The author declares no conflict of interest.

Figures

Figure 1
Figure 1
Peripheral and central mechanisms of opioid-induced immune suppression. Opioids can have direct effects on immune cells which express appropriate receptors such as the mu opioid receptor (MOR) and Toll-like receptor-4 (TLR-4); although there are differences between opioids [6,21,23,24]. Opioids can also have centrally mediated immunosuppressive effects [26,27]. Immediate central effects of opioids include enhancement of periaqueductal gray (PAG) activity. This in turn causes activation of the sympathetic nervous system (SNS). By innervating lymphoid organs, activation of the SNS leads to the release of biological amines which decreases cytotoxicity of NK cells and splenic lymphocyte proliferation [26]. In rodent models, morphine has acute effects via D1 dopamine receptors in the nucleus accumbens shell, which leads to an increase in the release of neuropeptide Y (NPY), this then reduces splenic NK cell cytotoxicity [27]. Chronic opioid administration increases activity in the hypothalamic pituitary adrenal (HPA) axis leading to glucocorticoid production, decreasing cytotoxicity of NK cells [26]. Reproduced with permission by Boland, J.W. et al. Br. J. Cancer 2014, 111, 866–873. [22].
Figure 2
Figure 2
Triangulation of the effects of opioids on pain, immunity and cancer.

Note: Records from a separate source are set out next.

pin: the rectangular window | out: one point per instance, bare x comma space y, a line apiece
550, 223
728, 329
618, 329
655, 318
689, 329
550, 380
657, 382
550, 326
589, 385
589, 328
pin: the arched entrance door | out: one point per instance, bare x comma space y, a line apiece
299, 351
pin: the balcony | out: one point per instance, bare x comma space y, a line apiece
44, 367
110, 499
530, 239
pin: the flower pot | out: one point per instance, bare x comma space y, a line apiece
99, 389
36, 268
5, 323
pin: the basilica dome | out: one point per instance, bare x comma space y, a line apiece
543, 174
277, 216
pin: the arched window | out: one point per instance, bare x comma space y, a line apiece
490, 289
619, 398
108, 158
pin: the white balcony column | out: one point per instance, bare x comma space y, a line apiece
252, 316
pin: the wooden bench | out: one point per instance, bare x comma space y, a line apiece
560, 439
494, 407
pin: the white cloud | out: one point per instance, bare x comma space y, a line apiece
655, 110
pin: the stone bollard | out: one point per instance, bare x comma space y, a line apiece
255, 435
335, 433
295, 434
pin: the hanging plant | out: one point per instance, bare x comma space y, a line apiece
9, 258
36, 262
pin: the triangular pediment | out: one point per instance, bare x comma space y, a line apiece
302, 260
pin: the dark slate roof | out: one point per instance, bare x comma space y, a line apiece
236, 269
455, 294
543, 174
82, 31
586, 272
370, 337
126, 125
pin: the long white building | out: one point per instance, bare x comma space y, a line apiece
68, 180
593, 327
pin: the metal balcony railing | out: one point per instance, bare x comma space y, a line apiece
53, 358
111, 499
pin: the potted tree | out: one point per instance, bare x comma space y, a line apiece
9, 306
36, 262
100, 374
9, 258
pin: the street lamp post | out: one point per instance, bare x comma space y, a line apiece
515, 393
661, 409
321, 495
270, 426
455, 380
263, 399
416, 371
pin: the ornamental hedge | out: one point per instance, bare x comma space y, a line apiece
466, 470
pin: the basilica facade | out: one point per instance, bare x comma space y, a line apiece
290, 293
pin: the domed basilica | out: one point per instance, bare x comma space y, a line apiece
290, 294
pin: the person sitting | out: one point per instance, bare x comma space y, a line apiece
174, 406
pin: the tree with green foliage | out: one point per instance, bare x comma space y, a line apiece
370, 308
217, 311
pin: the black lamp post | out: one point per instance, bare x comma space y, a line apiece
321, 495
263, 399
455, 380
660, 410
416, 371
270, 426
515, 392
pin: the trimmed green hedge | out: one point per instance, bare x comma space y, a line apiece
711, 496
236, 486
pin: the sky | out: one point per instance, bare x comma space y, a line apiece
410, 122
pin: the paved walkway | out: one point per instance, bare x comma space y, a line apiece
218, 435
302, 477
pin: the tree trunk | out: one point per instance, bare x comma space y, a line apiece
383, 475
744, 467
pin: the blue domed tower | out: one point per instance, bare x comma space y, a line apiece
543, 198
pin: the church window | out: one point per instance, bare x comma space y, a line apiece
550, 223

Cancer can cause pain, by nociceptive, neuropathic, and inflammatory mechanisms, partly caused by the immune response to cancer [1,2,53]. It is this pain state that necessitates opioid use [1,2,49]. Pain is potentially immunosuppressive which might worsen cancer outcomes in some cancer types [44,51,52]. By reducing pain, opioids might have beneficial effects on immune function, the cancer and potentially survival [44,51,52]. However, some opioids suppress immune function, which might decrease anti-tumour immunity and promote cancer growth [6]. Furthermore, there are non-immune effects of opioids on cancer cell regulation [17,18,19,20,28]. Opioids can also act directly on the MOR on cancer and non-cancer cells of the tumour microenvironment [28,30]. Together, these multiple effects converge to influence cancer growth and survival [11,12,54]. The balance of these effects is critical and might be dependent on the immune properties of the opioid used and the cancer type [6,15]. Many of the aforementioned effects are bidirectional (depicted by double arrowed lines in the figure). The immune system, via microglia and cytokines, influences the pain state [55]. Activated immune cells can also produce endogenous opioids, as well as morphine [56]. The immune system and the cancer are constantly influencing each other, with processes such as immunoediting and immunosculpting [57]. The aforementioned interactions lead to either cancer cell destruction or growth. How the cancer progresses influences survival. Green arrows depict a beneficial effect, red arrows depict a detrimental effect of opioids on the immune system, cancer development and survival. Question marks are used to highlight uncertainly of the net balance of effects, which might vary depending on the opioid. Adapted with permission from Boland, J.W. et al. Br. J. Pharmacol. 2018, 175, 2726–2736. [15]; Boland, J.W. et al. Br. J. Cancer 2014, 111, 866–873 [22]; Eur. J. Clin. Pharmacol. 2020, 76, 393–402. [12].